On Friday I posted the last page of my “30 Days of Comics” story, “Consternation Inc.” (All 30 pages are archived here.) I started it partly as a whim, partly to try to break some bad creative habits. A project with some time, technique, and level-of-finish constraints seemed like a great idea.
Goal 1: Produce 30 days of comics. A schedule of one page per day was doable (accepting that they might not be “perfect” or even good), and easy to remember (instead of “Am I supposed to be done with page 10 by today? Let’s check the calendar …”) 10 out of 10 for this one.
Goal 2: Get comfortable — care less. This goal actually had a couple of different aspects, but the main one is that I wanted to make “finished” work that was as much fun to make as doodling. I wanted to move comics-making out of the realm of a special occasion requiring a lot of effort; instead it should be an ordinary part of my day. So I used familiar tools (watercolor, gouache, ink) and cheap paper (actually nice stationery, with a good tooth) that I wouldn’t mind throwing away if the page went south. As it worked out, I had relatively few false starts – maybe 3 pages out of 30. Having a daily deadline also helped; there wasn’t enough time to fiddle with things endlessly. 8 out of 10 for this one.
Goal 3: Refine and amplify my technique. 30 pages was a good space in which to play with different media, amount of whitespace on the page, collage, color schemes etc. I wish I’d been able to push the collage further (I did the collage elements at a dead run, since they took longer to put together than plain old wash and ink.) But it did give me some ideas for future pages. Collage adds a nice element of randomness, something to play off of with the paint. 6 out of 10 for this one.
Goal 4: Do more work in my brain. I wanted to work directly in color, and to get each page done in at the most 2 tries. I found that after a day’s page was done, I would spend downtime (washing dishes, etc.) thinking about the next installment. After awhile I was able to visualize individual panels fairly clearly, and remember how I wanted to execute them when I sat down to paint again. It helped to only have four panels to work with. (Looking back now I can see pages where I didn’t visualize things very well.) Occasionally I would only have a really vague idea of what to do, and would just lay down some washes and improvise over that. 6 out of 10 for this one.
Goal 5: Improve my writing. Writing is difficult for me, at least after the initial rush of putting ideas together.

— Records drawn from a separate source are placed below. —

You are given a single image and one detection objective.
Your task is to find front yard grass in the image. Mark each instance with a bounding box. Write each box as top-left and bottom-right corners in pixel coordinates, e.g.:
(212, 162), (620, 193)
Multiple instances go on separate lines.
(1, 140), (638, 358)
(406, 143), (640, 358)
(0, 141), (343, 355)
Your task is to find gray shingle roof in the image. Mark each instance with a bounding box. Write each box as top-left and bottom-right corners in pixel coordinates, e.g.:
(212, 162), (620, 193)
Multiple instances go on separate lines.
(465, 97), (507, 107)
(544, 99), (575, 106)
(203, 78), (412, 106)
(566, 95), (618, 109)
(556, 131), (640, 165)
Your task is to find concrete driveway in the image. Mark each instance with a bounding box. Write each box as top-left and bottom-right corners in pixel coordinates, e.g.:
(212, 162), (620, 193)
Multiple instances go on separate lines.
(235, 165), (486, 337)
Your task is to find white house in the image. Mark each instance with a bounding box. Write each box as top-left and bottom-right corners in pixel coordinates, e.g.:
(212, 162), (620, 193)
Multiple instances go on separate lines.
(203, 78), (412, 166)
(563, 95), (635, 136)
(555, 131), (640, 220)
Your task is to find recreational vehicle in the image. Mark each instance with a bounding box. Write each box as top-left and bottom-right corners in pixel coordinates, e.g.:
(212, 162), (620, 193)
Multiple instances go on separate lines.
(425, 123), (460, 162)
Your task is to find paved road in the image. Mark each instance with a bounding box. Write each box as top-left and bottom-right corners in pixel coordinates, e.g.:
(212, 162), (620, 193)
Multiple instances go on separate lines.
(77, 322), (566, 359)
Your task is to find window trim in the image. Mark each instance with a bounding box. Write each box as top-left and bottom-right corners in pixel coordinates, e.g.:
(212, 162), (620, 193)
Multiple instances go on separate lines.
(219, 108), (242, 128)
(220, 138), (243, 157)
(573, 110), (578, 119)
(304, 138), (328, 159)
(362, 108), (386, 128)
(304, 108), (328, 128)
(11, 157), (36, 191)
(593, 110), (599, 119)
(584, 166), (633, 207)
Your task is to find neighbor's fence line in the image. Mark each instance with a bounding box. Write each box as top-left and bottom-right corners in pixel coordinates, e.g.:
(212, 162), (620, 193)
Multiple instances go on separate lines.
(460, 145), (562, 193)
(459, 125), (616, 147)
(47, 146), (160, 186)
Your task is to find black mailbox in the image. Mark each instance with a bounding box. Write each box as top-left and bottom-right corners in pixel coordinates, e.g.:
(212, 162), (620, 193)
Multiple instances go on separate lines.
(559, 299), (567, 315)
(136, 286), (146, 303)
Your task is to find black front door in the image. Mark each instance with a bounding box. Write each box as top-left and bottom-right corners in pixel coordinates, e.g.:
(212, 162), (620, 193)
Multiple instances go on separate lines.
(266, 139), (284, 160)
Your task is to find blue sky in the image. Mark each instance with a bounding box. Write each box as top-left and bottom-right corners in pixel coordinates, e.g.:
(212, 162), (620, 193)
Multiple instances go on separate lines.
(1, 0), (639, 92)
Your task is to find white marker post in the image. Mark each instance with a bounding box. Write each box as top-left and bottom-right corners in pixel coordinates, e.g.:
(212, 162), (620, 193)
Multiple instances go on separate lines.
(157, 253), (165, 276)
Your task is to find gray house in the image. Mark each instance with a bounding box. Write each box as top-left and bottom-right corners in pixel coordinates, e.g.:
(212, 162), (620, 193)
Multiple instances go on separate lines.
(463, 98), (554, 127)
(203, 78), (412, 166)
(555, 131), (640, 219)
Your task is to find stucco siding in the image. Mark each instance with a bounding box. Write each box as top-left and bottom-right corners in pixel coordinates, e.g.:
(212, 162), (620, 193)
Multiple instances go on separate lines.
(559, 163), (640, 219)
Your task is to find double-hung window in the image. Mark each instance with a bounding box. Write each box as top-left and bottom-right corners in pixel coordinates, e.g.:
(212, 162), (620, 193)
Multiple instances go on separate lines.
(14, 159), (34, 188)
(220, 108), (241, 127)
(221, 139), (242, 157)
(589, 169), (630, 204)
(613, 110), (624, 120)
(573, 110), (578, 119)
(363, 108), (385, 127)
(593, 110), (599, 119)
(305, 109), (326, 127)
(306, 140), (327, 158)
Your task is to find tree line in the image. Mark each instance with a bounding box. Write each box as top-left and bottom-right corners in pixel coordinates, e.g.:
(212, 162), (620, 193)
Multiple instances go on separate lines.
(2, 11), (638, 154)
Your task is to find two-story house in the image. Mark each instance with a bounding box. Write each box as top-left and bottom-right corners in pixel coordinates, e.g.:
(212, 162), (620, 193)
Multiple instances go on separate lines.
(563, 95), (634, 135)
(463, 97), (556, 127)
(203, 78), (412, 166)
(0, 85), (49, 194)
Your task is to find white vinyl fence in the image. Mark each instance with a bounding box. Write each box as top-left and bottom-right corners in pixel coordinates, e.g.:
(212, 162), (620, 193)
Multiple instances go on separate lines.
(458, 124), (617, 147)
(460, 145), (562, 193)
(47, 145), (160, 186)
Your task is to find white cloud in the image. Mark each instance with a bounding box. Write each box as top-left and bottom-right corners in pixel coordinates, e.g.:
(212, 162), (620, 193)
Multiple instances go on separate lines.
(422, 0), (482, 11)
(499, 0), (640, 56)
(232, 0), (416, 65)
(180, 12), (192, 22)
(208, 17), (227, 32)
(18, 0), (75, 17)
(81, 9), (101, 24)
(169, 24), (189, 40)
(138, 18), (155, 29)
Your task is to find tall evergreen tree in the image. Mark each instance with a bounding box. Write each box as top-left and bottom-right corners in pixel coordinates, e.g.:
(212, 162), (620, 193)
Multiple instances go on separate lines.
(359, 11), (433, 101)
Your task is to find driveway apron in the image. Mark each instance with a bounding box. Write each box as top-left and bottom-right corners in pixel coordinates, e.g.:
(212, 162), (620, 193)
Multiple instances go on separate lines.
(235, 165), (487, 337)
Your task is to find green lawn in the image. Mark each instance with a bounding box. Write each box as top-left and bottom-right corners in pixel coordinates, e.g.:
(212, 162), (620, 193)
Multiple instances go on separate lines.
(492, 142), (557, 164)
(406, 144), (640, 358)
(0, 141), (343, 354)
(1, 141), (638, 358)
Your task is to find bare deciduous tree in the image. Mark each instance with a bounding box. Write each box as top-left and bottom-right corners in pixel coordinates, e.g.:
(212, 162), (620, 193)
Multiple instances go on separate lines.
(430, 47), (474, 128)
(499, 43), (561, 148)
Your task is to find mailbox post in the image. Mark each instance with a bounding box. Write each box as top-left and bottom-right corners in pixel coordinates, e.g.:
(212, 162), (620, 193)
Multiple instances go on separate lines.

I wasn’t sure if I’d be able to improvise a story that would work in the timeframe (either running out of steam too early, or making things too complicated to resolve in 30 installments), but I think I landed it fairly well. Again, a daily deadline helped. 5 out of 10 for this one.
So my takeaways from this are that I need a regular deadline (maybe a page every two days?) to keep my morale and production up; that I should work more intuitively and with less concern about the end result; that improvisatory elements like collage are useful; that I can plan a page in my head. (And: try to pick colors right out of the tube for your character; it will make painting him over and over less painful.)